# Gulf job network fee?



## James9689 (Sep 18, 2016)

Hi guys. I'm just about to submit my details on gulf network jobs website but it's asking for a 175.99 aed fee and was wonder if it's legit or not as I've never come across this with any other website

Thanks 


Sent from my iPhone using Tapatalk


----------



## Stevesolar (Dec 21, 2012)

Hi,
It's illegal in the UAE to charge candidates for job applications.
Cheers
Steve


----------



## James9689 (Sep 18, 2016)

Stevesolar said:


> Hi,
> It's illegal in the UAE to charge candidates for job applications.
> Cheers
> Steve




Thanks Steve 


Sent from my iPhone using Tapatalk


----------



## LewsTT (Dec 7, 2015)

Most portals now offer premium memberships for some money. Dont think they are worth it though.

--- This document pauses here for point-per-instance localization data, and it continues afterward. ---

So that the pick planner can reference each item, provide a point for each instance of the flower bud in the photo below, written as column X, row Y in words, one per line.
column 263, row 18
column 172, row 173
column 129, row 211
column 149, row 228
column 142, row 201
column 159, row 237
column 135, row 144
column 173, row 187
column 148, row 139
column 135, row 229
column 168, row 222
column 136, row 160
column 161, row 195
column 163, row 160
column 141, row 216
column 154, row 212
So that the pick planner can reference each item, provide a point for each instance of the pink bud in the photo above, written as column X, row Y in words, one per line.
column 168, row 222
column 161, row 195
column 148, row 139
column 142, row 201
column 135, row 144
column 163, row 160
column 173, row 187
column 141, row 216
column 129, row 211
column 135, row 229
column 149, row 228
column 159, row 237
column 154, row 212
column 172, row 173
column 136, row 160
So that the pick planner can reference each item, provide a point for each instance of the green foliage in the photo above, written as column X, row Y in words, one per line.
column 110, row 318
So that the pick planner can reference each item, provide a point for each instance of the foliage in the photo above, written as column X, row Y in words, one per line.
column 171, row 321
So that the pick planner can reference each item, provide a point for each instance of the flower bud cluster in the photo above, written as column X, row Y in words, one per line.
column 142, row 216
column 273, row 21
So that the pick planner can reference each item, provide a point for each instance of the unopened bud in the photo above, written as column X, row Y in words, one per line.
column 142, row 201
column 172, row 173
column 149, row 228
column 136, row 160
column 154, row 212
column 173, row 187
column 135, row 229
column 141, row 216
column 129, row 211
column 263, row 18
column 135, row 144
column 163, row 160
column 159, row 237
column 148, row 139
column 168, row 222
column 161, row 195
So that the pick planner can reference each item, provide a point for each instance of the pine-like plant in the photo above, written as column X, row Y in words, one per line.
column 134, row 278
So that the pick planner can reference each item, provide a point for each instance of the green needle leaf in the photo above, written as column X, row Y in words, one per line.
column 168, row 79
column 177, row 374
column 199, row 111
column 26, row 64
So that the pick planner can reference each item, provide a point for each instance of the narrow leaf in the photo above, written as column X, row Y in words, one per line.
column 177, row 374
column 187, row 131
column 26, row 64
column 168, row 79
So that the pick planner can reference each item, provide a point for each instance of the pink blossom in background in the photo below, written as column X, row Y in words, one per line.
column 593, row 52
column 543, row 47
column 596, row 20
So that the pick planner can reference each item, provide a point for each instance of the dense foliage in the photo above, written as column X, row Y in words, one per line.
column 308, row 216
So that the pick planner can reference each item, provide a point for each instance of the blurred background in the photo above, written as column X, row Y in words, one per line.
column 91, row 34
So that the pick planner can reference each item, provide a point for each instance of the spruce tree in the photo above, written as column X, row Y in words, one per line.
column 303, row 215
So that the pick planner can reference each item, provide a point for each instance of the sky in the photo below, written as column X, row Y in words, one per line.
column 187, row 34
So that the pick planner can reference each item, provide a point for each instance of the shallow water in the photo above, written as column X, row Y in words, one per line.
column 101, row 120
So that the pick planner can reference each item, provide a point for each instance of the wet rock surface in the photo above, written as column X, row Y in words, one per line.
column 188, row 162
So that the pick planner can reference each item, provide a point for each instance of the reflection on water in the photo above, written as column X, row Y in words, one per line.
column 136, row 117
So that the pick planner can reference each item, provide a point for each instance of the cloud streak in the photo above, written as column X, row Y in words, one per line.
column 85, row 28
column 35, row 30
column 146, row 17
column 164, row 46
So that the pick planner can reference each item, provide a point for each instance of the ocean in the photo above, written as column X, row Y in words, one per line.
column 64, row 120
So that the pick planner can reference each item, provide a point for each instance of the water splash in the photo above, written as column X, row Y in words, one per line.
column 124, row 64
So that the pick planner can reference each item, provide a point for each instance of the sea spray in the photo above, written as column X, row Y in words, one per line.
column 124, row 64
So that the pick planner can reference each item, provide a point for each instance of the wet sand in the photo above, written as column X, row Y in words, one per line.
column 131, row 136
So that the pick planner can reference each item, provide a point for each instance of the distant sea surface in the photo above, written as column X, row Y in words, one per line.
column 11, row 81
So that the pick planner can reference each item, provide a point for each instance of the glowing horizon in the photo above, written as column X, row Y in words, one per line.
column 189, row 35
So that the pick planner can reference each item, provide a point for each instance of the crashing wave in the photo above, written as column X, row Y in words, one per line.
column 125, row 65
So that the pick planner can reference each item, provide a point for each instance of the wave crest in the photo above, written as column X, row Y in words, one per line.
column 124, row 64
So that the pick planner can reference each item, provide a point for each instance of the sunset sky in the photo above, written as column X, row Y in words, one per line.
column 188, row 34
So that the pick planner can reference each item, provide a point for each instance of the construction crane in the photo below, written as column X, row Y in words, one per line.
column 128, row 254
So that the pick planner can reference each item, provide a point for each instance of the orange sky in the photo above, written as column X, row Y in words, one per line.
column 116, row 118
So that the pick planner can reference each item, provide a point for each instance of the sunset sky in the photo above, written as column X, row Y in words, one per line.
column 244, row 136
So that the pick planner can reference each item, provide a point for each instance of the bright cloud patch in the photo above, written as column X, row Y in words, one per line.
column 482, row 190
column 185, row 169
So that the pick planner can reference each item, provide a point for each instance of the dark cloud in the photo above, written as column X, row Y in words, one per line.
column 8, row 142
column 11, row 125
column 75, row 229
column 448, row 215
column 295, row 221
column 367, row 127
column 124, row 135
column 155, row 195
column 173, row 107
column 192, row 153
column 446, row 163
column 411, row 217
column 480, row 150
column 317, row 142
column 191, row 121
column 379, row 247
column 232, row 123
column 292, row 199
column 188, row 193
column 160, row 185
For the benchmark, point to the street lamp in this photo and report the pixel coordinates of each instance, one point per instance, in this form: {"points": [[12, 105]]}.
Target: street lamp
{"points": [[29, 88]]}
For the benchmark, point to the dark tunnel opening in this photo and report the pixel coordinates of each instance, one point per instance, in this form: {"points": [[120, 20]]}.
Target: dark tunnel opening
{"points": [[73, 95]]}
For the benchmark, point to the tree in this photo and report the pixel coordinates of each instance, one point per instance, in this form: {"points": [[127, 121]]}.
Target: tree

But I remember Gulf network seemed to have a lot of fake/spam job postings when I was job hunting. I'd advise you to stay away from it.


----------



## James9689 (Sep 18, 2016)

LewsTT said:


> Most portals now offer premium memberships for some money. Dont think they are worth it though.
> 
> But I remember Gulf network seemed to have a lot of fake/spam job postings when I was job hunting. I'd advise you to stay away from it.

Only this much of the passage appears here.